‘Bedroom Tax’

A High Court judge yesterday (March 5th) gave Iain Duncan Smith 14 days to show why there should not be a judicial review of the Government’s so-called ‘bedroom tax’, amid concerns that disabled people will be disproportionately affected by the change in benefit rules.

Ten disabled and vulnerable children, along with seven parents and five other adults, launched legal proceedings against the Work and Pensions Secretary on Friday (March 1st) and were hoping for a judicial review before the tax comes into effect on 1 April but Mr Justice Mitting said that this was too short a timescale.

However, he said that if, after hearing the grounds against the challenge he was satisfied that the judicial review should go ahead, a full hearing could take place in early May.

Lawyers for the Work and Pensions Secretary argued that the claimants could obtain relief through the £30m discretionary fund provided to local authorities by central Government.

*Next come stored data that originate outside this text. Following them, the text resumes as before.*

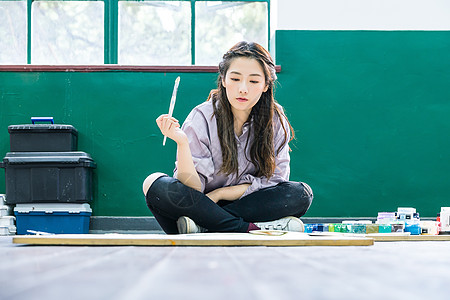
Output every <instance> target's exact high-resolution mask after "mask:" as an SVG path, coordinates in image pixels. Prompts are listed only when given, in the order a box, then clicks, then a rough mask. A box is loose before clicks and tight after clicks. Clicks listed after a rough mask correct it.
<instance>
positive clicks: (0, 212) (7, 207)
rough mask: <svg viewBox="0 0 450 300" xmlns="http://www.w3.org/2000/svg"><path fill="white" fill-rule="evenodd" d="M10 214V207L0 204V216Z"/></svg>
mask: <svg viewBox="0 0 450 300" xmlns="http://www.w3.org/2000/svg"><path fill="white" fill-rule="evenodd" d="M11 214H12V208H11V207H10V206H8V205H1V206H0V217H4V216H10V215H11Z"/></svg>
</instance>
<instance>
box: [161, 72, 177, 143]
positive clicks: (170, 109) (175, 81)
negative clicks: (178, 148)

However, the judge said that the fund may not be deep enough, having heard from the National Housing Federation that it is £100m short, and said that the case raises “significant questions of constitutional law”.

Under the new benefit rules, housing benefit will only be payable on the basis that children under 16 of the same gender share a room and children under 10 will share a room regardless of their gender.

All 10 of the child claimants fall into one of the categories and are expected to share a bedroom with a sibling, although all of them have also been assessed as needing their own room, either due to disabilities, because they are at risk of violence from a sibling, or because of trauma experienced as a result of domestic violence.